It begins today and will end on May 12 — the attempt by India to, once again, redefine its future. Since gaining independence in 1947, this is India’s 16th general election and, incontestably, the most divisive and fractious one it has ever lumbered towards. The reason for it is clear: in the ten years the country has been ruled by the Congress-misled United Progressive Alliance (UPA), India has repeatedly bitten the dust in a host of areas — governance, trade, foreign investment, rupee value, consumer confidence, food subsidies, agricultural reforms, women’s issues, rural development, infrastructure, sectarian violence and defence deals, to name just a few. The Congress juggernaut of misgovernance rolled on, reaching its top speed in the past three years. Never before has the country witnessed such devastating debilitation in nearly all aspects of governance, as a direct consequence of which India witnessed, perhaps for the first time, a particularly virulent strain of personality politics that has ended up as the bete noire of 2014’s election campaigning.

While politics can gain from being congruous with personality edification, and history is not shy of owning up to this, the contemporary Indian version of such politics is a contagion that needs to be eliminated.

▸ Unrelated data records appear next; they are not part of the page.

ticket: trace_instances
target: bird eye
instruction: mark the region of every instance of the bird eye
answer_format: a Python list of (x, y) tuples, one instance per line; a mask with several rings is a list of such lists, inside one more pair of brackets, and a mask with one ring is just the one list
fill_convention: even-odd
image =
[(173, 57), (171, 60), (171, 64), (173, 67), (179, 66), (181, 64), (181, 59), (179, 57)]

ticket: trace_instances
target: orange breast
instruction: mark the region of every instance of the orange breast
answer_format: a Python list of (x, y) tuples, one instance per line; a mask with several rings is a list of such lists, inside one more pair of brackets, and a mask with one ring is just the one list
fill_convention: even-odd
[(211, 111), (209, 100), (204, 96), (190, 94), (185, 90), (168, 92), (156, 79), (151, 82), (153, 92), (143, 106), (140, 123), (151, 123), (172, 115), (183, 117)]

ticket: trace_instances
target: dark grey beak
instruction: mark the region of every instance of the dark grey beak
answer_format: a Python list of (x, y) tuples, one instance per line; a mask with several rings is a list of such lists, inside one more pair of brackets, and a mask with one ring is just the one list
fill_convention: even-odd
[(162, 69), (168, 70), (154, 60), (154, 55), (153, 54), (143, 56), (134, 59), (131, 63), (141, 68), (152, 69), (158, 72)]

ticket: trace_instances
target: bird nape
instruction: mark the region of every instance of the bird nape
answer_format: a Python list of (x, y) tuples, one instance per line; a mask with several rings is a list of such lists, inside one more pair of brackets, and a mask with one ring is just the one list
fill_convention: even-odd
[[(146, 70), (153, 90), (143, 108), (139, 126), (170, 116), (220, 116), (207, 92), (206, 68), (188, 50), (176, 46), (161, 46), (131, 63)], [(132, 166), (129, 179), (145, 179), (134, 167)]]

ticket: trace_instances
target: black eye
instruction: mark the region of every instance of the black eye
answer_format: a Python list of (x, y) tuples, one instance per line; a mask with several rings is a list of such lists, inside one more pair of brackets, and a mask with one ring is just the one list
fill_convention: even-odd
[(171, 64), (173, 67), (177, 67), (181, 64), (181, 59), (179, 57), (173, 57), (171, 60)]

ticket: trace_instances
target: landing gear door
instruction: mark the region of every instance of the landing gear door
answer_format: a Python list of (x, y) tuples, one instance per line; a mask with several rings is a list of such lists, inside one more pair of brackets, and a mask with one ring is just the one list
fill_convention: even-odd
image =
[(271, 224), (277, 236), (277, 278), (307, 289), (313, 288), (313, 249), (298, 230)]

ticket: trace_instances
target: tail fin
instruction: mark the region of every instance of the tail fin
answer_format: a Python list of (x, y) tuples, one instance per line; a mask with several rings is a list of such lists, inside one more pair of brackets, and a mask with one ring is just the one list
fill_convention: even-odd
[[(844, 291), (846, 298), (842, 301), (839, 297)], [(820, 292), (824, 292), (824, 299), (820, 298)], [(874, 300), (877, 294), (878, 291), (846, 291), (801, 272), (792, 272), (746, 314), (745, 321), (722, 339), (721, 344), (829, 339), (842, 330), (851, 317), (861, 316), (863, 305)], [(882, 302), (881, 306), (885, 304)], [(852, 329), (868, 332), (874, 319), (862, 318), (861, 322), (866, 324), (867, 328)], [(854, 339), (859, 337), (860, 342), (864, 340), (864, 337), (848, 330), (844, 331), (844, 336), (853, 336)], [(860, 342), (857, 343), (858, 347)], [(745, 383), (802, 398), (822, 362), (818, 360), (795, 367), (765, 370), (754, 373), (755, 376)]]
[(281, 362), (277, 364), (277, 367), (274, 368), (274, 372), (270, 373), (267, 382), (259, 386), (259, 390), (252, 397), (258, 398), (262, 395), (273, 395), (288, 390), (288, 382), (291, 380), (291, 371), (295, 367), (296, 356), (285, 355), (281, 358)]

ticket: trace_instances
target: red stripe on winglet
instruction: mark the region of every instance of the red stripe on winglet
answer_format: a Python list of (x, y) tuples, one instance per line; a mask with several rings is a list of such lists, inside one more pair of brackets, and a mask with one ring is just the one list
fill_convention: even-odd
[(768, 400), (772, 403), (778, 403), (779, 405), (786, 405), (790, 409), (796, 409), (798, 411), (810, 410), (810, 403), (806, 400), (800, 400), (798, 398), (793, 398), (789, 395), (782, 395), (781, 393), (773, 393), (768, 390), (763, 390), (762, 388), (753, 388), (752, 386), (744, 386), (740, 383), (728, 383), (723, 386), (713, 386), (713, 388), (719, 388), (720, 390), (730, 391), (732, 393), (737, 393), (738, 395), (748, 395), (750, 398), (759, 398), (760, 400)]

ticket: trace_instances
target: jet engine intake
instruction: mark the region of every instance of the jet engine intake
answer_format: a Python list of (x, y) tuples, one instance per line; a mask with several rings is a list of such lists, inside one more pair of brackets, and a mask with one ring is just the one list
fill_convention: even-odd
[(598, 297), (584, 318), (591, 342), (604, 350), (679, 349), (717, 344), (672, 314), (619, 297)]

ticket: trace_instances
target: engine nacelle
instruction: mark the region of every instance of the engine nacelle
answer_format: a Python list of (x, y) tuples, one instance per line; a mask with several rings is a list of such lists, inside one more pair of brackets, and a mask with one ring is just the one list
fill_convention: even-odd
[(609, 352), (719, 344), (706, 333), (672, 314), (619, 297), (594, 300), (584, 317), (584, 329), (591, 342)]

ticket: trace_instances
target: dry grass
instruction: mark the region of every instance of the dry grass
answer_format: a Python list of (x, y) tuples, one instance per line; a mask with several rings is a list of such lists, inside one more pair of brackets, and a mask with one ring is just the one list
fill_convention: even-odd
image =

The epileptic frenzy of mud-slinging and name-calling being indulged in by just about every politician in this election campaign — particularly by the likes of Gujarat chief minister Narendra Modi and Congress’s eternal hope Rahul Gandhi — are doing great damage to the voter’s mindset as they substitute the relevance of issue-led politics with the vacuity of self-propaganda. The next few weeks are crucial for India as it asks its 814 million voters to do what is right — and that is to be able to see beyond the dazzle of the delusion and vote for candidates who will govern rather than grandstand.

Whatever the composition of the coalition at the centre, and that seems to be an inevitability, India needs a government that can deliver. After 67 years of independence, this is the least the Indian voter must ensure. Failure to do so will have unbearable consequences for the country.